In the United States, pharmacy benefits managers and managed care organizations have adopted tiered formularies and other
cost-containment measures that relegate new drugs to a lower reimbursement status unless a significant advantage over existing
medicines can be demonstrated. In Europe, a new drug may only receive reimbursement at the level of the lowest-cost alternative—perhaps
a generic—if superiority cannot be demonstrated.
The biopharmaceutical industry is responding by focusing on "better" medicines—drugs with novel mechanisms of action that
target new diseases or treat familiar ones in new ways. While such drugs may have real therapeutic and financial advantages,
they present substantially higher risks in terms of technical success. That is, they are much more likely to fail in development.
As a result of this higher level of technical risk in their pipelines, pharmaceutical companies are launching fewer new molecular
entities (NMEs) than at any time in recent memory.
Taking on additional scientific risk is not the only path to innovation. In many cases, companies have defined innovation
too narrowly by focusing on pure scientific novelty. This, in turn, has reduced R&D productivity and is likely to erode shareholder
value.
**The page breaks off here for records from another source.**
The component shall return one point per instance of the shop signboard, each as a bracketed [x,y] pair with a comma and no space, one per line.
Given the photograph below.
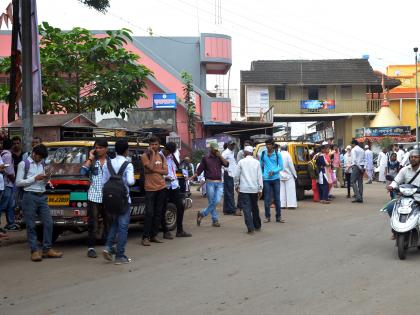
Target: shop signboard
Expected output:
[317,104]
[164,100]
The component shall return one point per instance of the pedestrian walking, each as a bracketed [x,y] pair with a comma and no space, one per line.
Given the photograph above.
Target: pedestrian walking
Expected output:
[369,164]
[33,180]
[8,201]
[212,164]
[271,165]
[173,189]
[155,168]
[119,222]
[288,177]
[228,186]
[357,170]
[96,168]
[249,184]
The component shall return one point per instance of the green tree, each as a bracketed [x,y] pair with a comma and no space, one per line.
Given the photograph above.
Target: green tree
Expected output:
[83,73]
[189,102]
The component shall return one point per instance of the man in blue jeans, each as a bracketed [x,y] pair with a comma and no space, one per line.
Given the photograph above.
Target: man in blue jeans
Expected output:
[271,165]
[119,226]
[211,164]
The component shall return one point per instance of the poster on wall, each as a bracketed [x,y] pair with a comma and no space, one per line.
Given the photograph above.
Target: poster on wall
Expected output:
[257,99]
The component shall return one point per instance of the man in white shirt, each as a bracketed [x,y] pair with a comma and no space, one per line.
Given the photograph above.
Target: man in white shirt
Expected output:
[119,226]
[357,170]
[33,180]
[249,184]
[369,164]
[228,187]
But evidence shows that focusing on first-in-class drugs may not be the best strategy for all companies.
First, it is important to recognize that not all innovation is purely scientific. Innovation is in the eye of the beholder,
and in the medicine, there are at least four beholders: patients, physicians, regulators, and payers. These stakeholders do
not always focus on first-in-class medicines. They value innovations in safety, reduced side effects, convenience, and dosing
schedule. Such improvements can also speed drug approval, promote physician prescribing, and enhance patient compliance.
Blockbusters arise from various commercially important innovations. The "Innovation Matrix" framework has two axes. The vertical
axis, disruptive versus incremental, shows the degree to which a new medicine reshapes the therapeutic landscape, whether
or not it is a scientific breakthrough. Disruptive drugs trear maladies witout available, adequate therapies. In some cases,
these drugs create new markets or product classes.
When First Place Does not Win
The other axis shows whether the medicine has a , new target versus existing target, shows the extent to which a new drug
is acting on a known target, for which medicines are already available, or has a novel mechanism of action.
The examples given, and there are many others, show that important medicines—those that add value to the company—arise from
all four quadrants.
At one extreme, there is Enbrel, a drug that combined a novel mechanism of action with a reshaping of the therapeutic landscape.
It has become a blockbuster, with 2004 sales of nearly $2 billion, according to the manufacturer's Web site. For this type
of molecule, there is a high degree of technical risk, because it relies on a novel mechanism of action. The commercial risk
tends to be lower, because there is no demonstrable therapeutic alternative.
Lipitor lies at the other end of the spectrum. The fifth statin entered a market that was well defined, with a biochemical
target similar to its competitors: HMG-CoA reductase. Yet it has become the best-selling drug on the planet. For a molecule
such as this, the technical risk was significantly lower. But it carried a higher level of commercial risk as a late entry
into a market whose existing products already performed well.